When Ukrainian civil society and the nation’s Western friends admonish the government to establish rule of law and overhaul a corrupt and distrusted judiciary, what do they get in response?

Judging from this week’s catastrophic developments, only disdain and disrespect.

This poor showing by President Volodymyr Zelensky is not going to get him an audience with U. S. President Joe Biden anytime soon, and maybe not even a phone call. And it’s certainly going to keep Western allies at a distance.

What happened that was so bad? Investigations into one of Ukraine’s most corrupt courts, led by Pavlo Vovk, got killed along with another one into alleged corruption by a top presidential aide.

On March 17, the High Anti-Corruption Court refused to extend a corruption investigation against Vovk, who has come to epitomize judicial lawlessness in Ukraine. Under a ridiculous law that gives courts such arbitrary powers, prosecutors have to either close the case or send it to trial within five days.

A law enforcement source told the Kyiv Post that it will not be sent to trial by that deadline, which means that the case will be buried for good.

In February, Kyiv’s Shevchenko District Court also refused to extend the bribery case against President Volodymyr Zelensky’s deputy chief of staff Oleh Tatarov despite the fact that it has no such jurisdiction. The case was not sent to trial within five days, and now it is officially dead.

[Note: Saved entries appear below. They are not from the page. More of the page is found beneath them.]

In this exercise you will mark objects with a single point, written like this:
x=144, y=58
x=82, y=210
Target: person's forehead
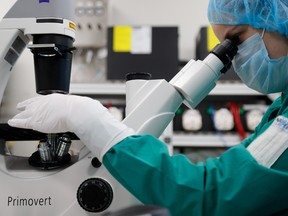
x=225, y=31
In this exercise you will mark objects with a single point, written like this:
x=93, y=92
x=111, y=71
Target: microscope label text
x=29, y=201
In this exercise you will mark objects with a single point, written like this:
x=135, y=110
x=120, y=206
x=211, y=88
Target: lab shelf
x=179, y=139
x=119, y=89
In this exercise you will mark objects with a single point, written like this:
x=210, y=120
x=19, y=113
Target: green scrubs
x=233, y=184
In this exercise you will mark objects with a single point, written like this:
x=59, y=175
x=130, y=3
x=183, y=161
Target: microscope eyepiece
x=52, y=62
x=225, y=51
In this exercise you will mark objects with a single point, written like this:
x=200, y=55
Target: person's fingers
x=20, y=123
x=22, y=105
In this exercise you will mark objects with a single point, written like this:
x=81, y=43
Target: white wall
x=189, y=15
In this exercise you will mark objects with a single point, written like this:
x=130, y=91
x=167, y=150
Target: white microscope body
x=81, y=187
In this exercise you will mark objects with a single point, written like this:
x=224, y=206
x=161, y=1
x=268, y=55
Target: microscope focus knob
x=95, y=195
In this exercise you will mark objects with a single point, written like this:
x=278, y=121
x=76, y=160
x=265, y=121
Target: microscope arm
x=12, y=44
x=151, y=105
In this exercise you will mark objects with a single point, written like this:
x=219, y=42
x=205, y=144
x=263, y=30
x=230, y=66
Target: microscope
x=52, y=181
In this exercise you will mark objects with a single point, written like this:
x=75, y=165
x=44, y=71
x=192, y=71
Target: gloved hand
x=95, y=126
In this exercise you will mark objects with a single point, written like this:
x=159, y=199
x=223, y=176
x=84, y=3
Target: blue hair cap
x=271, y=15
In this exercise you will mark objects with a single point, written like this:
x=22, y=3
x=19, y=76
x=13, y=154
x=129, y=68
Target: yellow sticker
x=122, y=38
x=72, y=25
x=212, y=40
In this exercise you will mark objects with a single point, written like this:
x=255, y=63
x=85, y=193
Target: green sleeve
x=233, y=184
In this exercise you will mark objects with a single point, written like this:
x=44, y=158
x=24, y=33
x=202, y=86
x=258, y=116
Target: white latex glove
x=95, y=126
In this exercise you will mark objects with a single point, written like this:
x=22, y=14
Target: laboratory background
x=165, y=35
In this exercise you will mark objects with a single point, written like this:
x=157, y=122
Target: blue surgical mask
x=257, y=70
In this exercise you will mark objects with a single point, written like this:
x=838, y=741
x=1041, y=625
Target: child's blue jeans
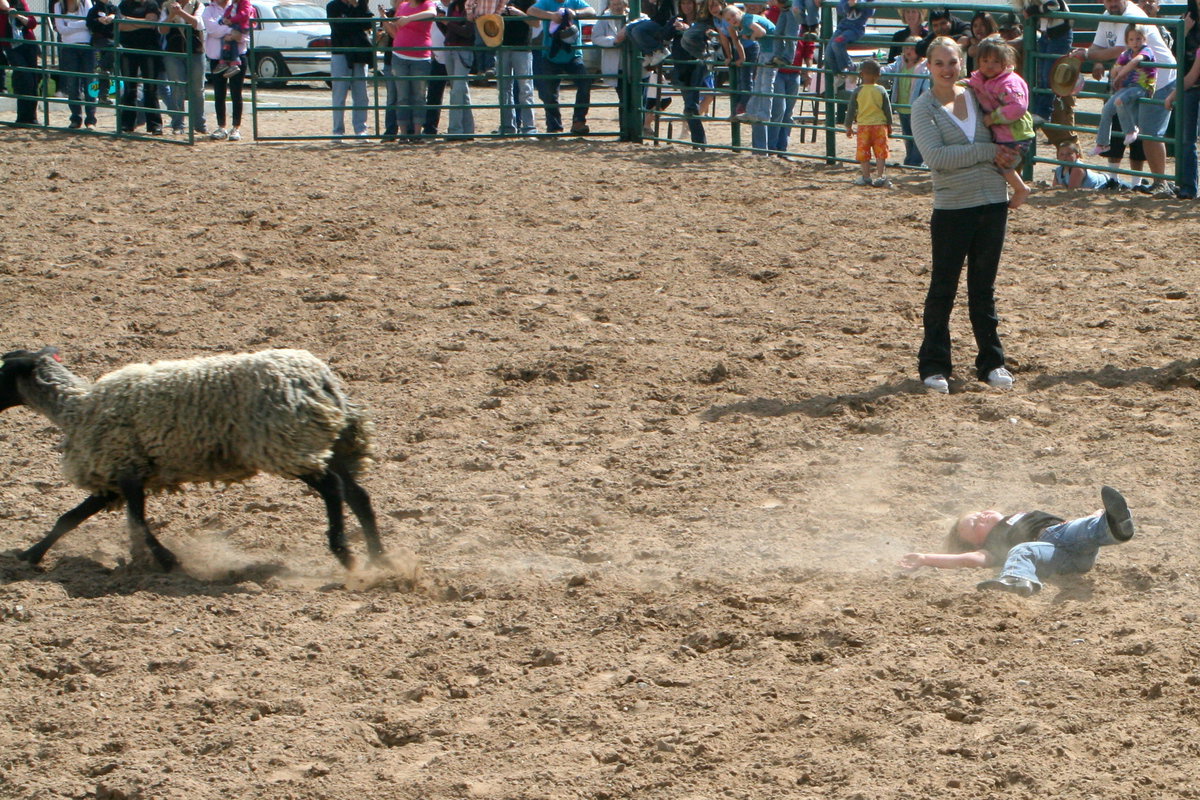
x=1125, y=104
x=1067, y=548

Zelensky’s loyal Prosecutor General Iryna Venediktova has proven to be both ineffective and obstructionist during her year in office.

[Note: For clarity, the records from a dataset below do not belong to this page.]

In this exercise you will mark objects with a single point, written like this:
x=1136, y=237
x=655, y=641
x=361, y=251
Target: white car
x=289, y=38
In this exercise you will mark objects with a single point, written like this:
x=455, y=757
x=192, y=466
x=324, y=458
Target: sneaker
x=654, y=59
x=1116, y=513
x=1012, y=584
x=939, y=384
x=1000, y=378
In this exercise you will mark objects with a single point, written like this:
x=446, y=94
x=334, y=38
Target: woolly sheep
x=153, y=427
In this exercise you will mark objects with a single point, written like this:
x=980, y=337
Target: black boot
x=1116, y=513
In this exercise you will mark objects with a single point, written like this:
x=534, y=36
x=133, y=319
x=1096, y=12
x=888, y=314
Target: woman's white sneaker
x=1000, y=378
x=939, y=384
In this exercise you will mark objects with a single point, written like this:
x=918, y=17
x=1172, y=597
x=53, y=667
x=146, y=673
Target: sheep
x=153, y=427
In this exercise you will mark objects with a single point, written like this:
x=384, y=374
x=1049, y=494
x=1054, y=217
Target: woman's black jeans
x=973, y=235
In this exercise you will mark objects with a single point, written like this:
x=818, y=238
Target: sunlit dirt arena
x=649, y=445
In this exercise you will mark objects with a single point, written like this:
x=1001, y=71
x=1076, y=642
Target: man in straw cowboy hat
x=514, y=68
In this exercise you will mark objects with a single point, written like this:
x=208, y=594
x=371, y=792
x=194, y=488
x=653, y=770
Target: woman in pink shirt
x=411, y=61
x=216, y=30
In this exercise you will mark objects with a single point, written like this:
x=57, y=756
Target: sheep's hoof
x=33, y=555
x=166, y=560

Venediktova has done her best to save Tatarov and Vovk from prosecution. Zelensky has done nothing to distance himself from this odious duo. The judiciary’s governing body — the High Council of Justice — helped Vovk by refusing to suspend him and pressuring the judge who considered the case.

Members of the High Council of Justice are implicated in Vovk’s alleged corruption schemes, according to tapes published by the National Anti-Corruption Bureau of Ukraine.

Until Tatarov and Vovk are fired and prosecuted, Zelensky’s talk about de-oligarchization and his moves against pro-Kremlin lawmaker Viktor Medvedchuk and billionaire oligarch Ihor Kolomoisky will look as empty publicity stunts, not genuine anti-corruption efforts.

To add insult to injury, the Supreme Court on March 17 reinstated Oksana Tsarevych as a judge at Kyiv’s Pechersk District Court. Tsarevych used forged and false documents to strip innocent protesters of drivers’ licenses during the 2013–2014 EuroMaidan Revolution, which ousted ex-President Viktor Yanukovych.

She became the symbol of injustice and lawlessness. Her reinstatement is more proof of faltering judicial reform in Ukraine.

Meanwhile, the Cabinet tried on March 15 to help corrupt judges and officials by submitting a new bill to fire Artem Sytnyk, head of the National Anti-Corruption Bureau of Ukraine, or NABU, before his authority expires in 2022. The bill also allows Zelensky to control the selection of a new NABU chief.

Zelensky and his Cabinet are doing their best to undermine Ukraine’s anti-corruption institutions and cooperation with Western partners.

For the International Monetary Fund, the NABU’s independence and judicial reform are crucial conditions for further lending. So far, Ukraine is failing both tests miserably.

The corrupt counter-revolution against the democratic EuroMaidan values, which started under ex-President Petro Poroshenko, is accelerating under Zelensky to Ukraine’s detriment.